By the way, Digidave is a graduate of Columbia's journalism program.
@Daniel,
I think if you and CJR intended this to be a stunt, it might have worked better as a more humorous, less serious piece.
I would argue that links make articles on the Web better by allowing people to check out citations. The best part of Wikipedia are all the citations at the bottom. Those are the only way to check the validity of an entry. They are also a good way to learn more about a subject.
I think you and CJR are underestimating the power of linking. Yes, I wouldn't trust every link you find, but that's where curators like The Drudge Report come in. Either you trust Drudge's linking abilities or you don't. That determines how you view the merit of that site. Matt Drudge is just an editor. He filters what he thinks is news worthy.
I would not go following random links from random people on random sites. That's not how good link journalism works. But there is a serious future for many journalists in link journalism. The role of editor is still an important role on the Web.
Posted by Patrick Thornton on Wed 3 Dec 2008 at 10:28 PM
I agree - the article would have benefited from more humor, and a lighter hearted look at information in general. Having raised kids and been a teacher (now studying journalism) I ask you, who is the final arbiter of "truth"? Generally the person who says "Because I say so."

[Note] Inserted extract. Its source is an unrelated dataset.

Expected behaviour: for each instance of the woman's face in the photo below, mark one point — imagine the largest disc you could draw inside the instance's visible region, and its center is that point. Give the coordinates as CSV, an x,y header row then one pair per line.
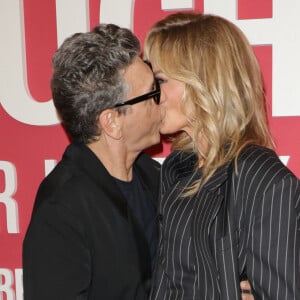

The key is to follow the information trail with intent, the same holds true for a conversation. Autism is the inability to filter, and it is not a comfortable experience. It is important to seek a plethora of information beyond our level of comfort - but by no means without any filters in place.
I like links - and I like links that add to the richness and texture of the message. Linking has the potential (good and bad) of being the coolest fourth dimensional filing system ever. Push the boundaries - enjoy. And lighten up.